Le matin, quand elle termine son office, elle ramasse les deniers, s’étire, et s’en va rendre sa boite pleine à celui qui l’emploie. Ainsi, touchera-t-elle à la maigreur des centimes qui y traînent, et pourra-t-elle s’acheter le croissant dont elle rêve depuis la veille.

Elle quitte la lugubre aire qui accueille le péage de la Barque, sans se retourner vers sa boite qui porte le numéro 8. Pourtant, c’est un joli numéro, le 8. Mais sur le chemin, elle s’attriste déjà de devoir y revenir lever, puis rabaisser la barrière rouge et blanche d’une autoroute dont elle n’a encore jamais vu ni l’une, ni l’autre des extrémités. Elle se dit alors que si le monde devait être une autoroute, elle aimerait bien être le chemin de Terre et de gravier qui la longe. Un chemin qui nous mène très lentement vers la même destination et dont on sent le crépitement sous les pieds à chaque pas. Un chemin où les moucherons ne s’écrasent pas, victime de notre allure, sur les pares brise, et où rien ne pare la brise fraîche. Elle se dit qu’elle ne mettrait pas de péage sur ce chemin, et qu’elle aimerait que beaucoup de promeneurs y viennent. Elle aimerait bien qu’on y joue, qu’on s’en écarte et qu’on y revienne, qu’on construise un refuge en pierres où dormir le soir pour rallonger encore un tout petit peu la route…

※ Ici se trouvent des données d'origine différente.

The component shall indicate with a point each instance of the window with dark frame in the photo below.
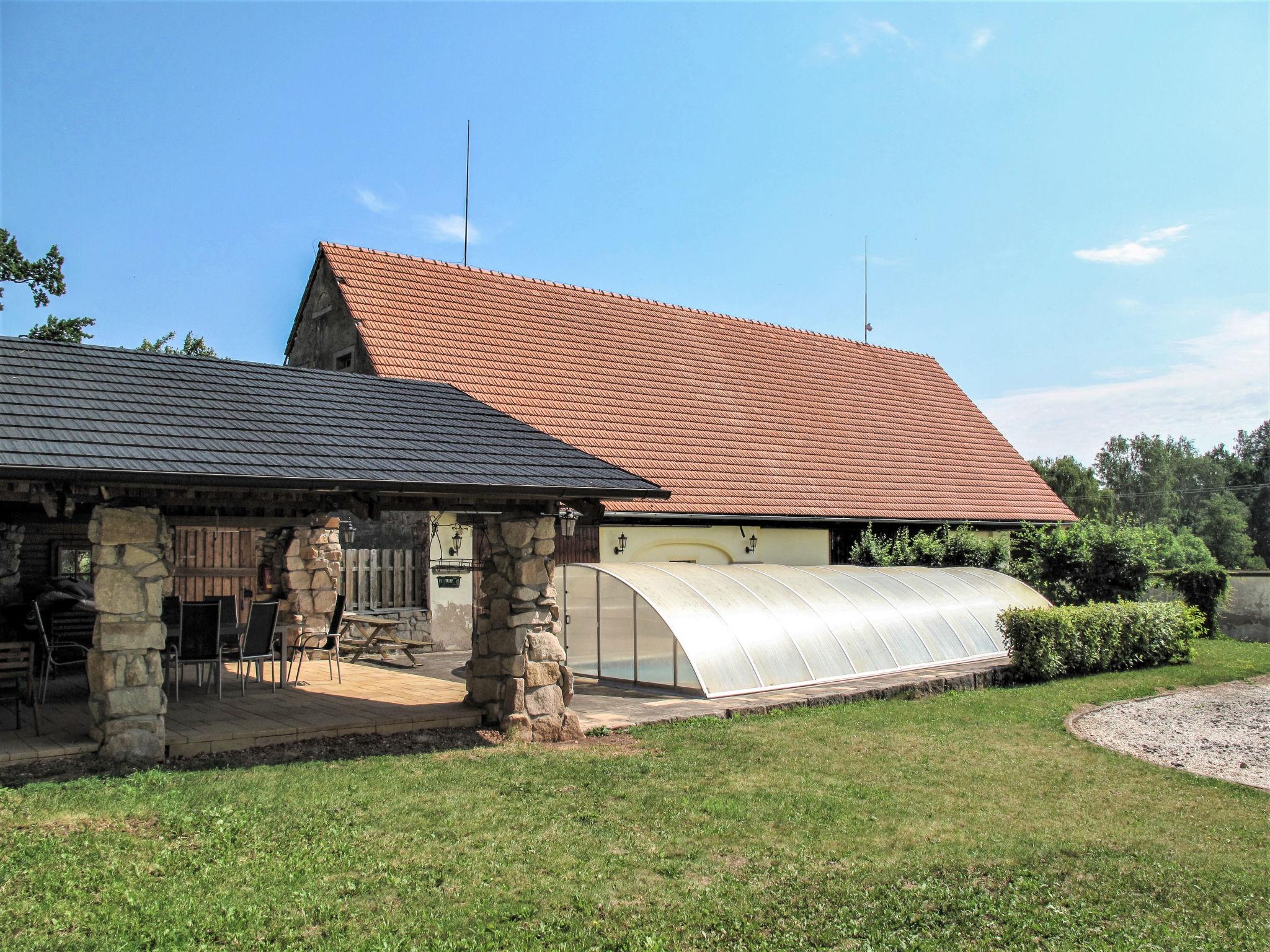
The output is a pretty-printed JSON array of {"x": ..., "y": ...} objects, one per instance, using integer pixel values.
[{"x": 74, "y": 563}]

Peut-être avait-elle rêvé un peu trop tôt. Sa route pris un étrange virage, une impasse et la fille en boite fut mise dans une autre boite. Elle ne porte pas le numéro 8, mais est près d'un chemin de Terre, quelque part. Sur sa boite, pousse une fleur, de celle qu'on trouve sur les bords de la route. Il y a sur ce chemin quelques promeneurs, des moucherons, de la brise et même parfois des lapins traversant rapidement avant de disparaître dans les lavandes. Il y a plus loin un refuge dans la garrigue qui offre ses pierres dorées au soleil couchant en abris un peu rustique, mais agréable. En levant les yeux, on peut voir le ciel s'enflammer d'un rose oranger qui dessine le contour d'une Provence Cézannienne d'aspect étrangement aride et fertile, parsemée de pins. Comme taillée au couteau, la Sainte Victoire domine le tableau, portant son ombre étalée par le soir aux abords d'un olivier qui depuis cent ans au moins repose contre un muret bien plus vieux que lui. Plus loin, là où le soleil arrose encore un peu les champs, on devine des vignes qui donneront un vin réputé pour son arrière-goût de thym, de soleil, et l'accent chantant que nous force à prendre le nom inscrit sur l'étiquette. On sent en marchant les crépitements de chaque caillou, de chaque grain de sable. Il faut rester une journée entière à transpirer sous la chaleur écrasante de l'été pour apprécier à sa juste valeur le soir, puis la nuit.

Elle doit aimer cette boite là, la fille en boite, car au plus sombre des nuits du mois d’août, quand elle gratte ses allumettes, on peut apercevoir des étincelles qui se promènent dans le ciel de la Provence.